By Dr. Nora DeVoe, Ph.D.
Geriatric Care Manager

 

Keep Your Bones Healthy and Strong

About 10 million adults have osteoporosis and 44 million people who have low bone density are at risk for the condition. Osteoporosis can have serious ramifications, since it results in poor bone quality that increases the risk for fractures- but it is preventable and manageable with lifestyle strategies and medications if needed.
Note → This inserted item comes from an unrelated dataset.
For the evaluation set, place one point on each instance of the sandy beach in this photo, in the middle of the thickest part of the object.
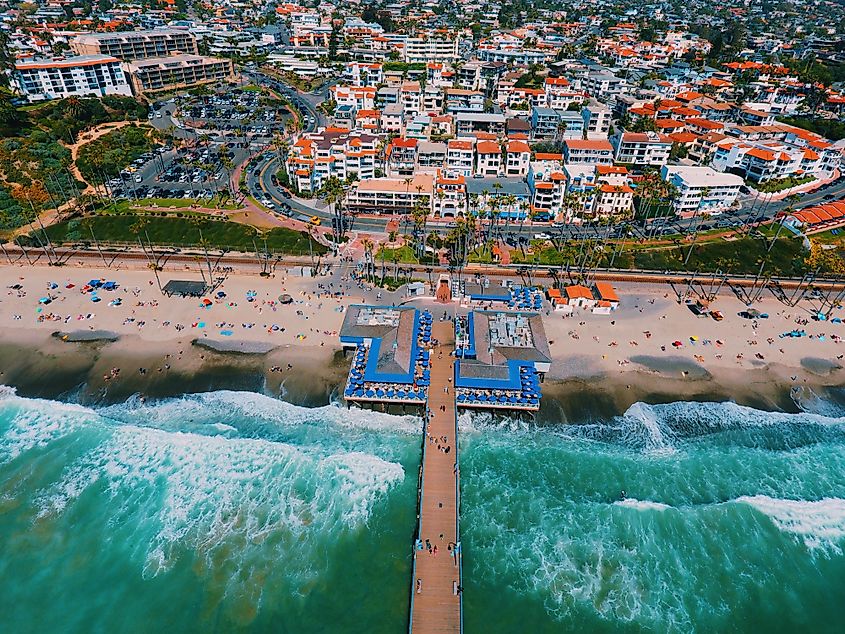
(245, 330)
Age makes us susceptible to osteoporosis because as we get older bone remodeling (the constant breakdown of old bone and rebuilding of new bone) shifts out of balance, and more bone is broken down than is rebuilt. Gender is also key: in women, the drop in estrogen levels that accompanies menopause inhibits the formation of new bone. Other risk factors include a family history, sustaining a minimal trauma fracture, certain comorbidities such as overactive thyroid, gastrointestinal conditions that impede the absorption of calcium, such as Crohn's disease and ulcerative colitis, taking medications that can weaken bones such as corticosteroids, and lifestyle factors such as a diet poor in calcium and vitamin D, drinking alcohol which impedes the absorption of calcium, smoking, and leading a sedentary lifestyle.

Older women are more likely to develop osteoporosis, but older men are by no means immune to the disease. They also tend to go undiagnosed since they are less likely than women to be referred for bone density screening. Risk factors that make men vulnerable include having female relatives with osteoporosis or parents who suffered hip fractures, along with taking steroids or prostate cancer drugs, gastrointestinal diseases, and excessive alcohol consumption.
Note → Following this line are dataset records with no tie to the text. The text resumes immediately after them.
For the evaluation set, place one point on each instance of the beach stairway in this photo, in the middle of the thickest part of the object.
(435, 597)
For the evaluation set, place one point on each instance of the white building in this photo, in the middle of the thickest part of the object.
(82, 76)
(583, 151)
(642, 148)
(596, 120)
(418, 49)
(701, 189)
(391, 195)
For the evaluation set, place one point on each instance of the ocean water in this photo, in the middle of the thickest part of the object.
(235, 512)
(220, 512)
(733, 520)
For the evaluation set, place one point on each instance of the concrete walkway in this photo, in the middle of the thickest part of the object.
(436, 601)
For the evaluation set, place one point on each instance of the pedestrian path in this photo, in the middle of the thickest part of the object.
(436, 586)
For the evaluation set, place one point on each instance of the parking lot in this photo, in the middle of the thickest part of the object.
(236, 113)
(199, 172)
Ensure that your diet supports your bones by consuming plenty of calcium. Not only does this mineral help build bones, it also helps the heart, muscles, and nerves function properly. If you do not get enough of it, your body will take calcium from your bones to compensate. The recommended daily calcium intake is between 1000-1200 mg per day for men and women. You also need to get sufficient Vitamin D, which helps the body absorb calcium from the food you eat.

Weight bearing exercises or activities that force you to work against gravity, supporting your own body weight, also strengthen bones because it places them under stress, which stimulates remodeling. Medications, particularly biphosphonate drugs, may be prescribed for the management of osteoporosis. These drugs reduce the risk for hip and vertebral fractures. Biphosphonate drugs preserve bone strength by inhibiting bone breakdown.

Being proactive is one of the best ways to slow or prevent problems with your bones as you get older. Keeping your bones healthy and strong is very manageable and preventable through lifestyle strategies.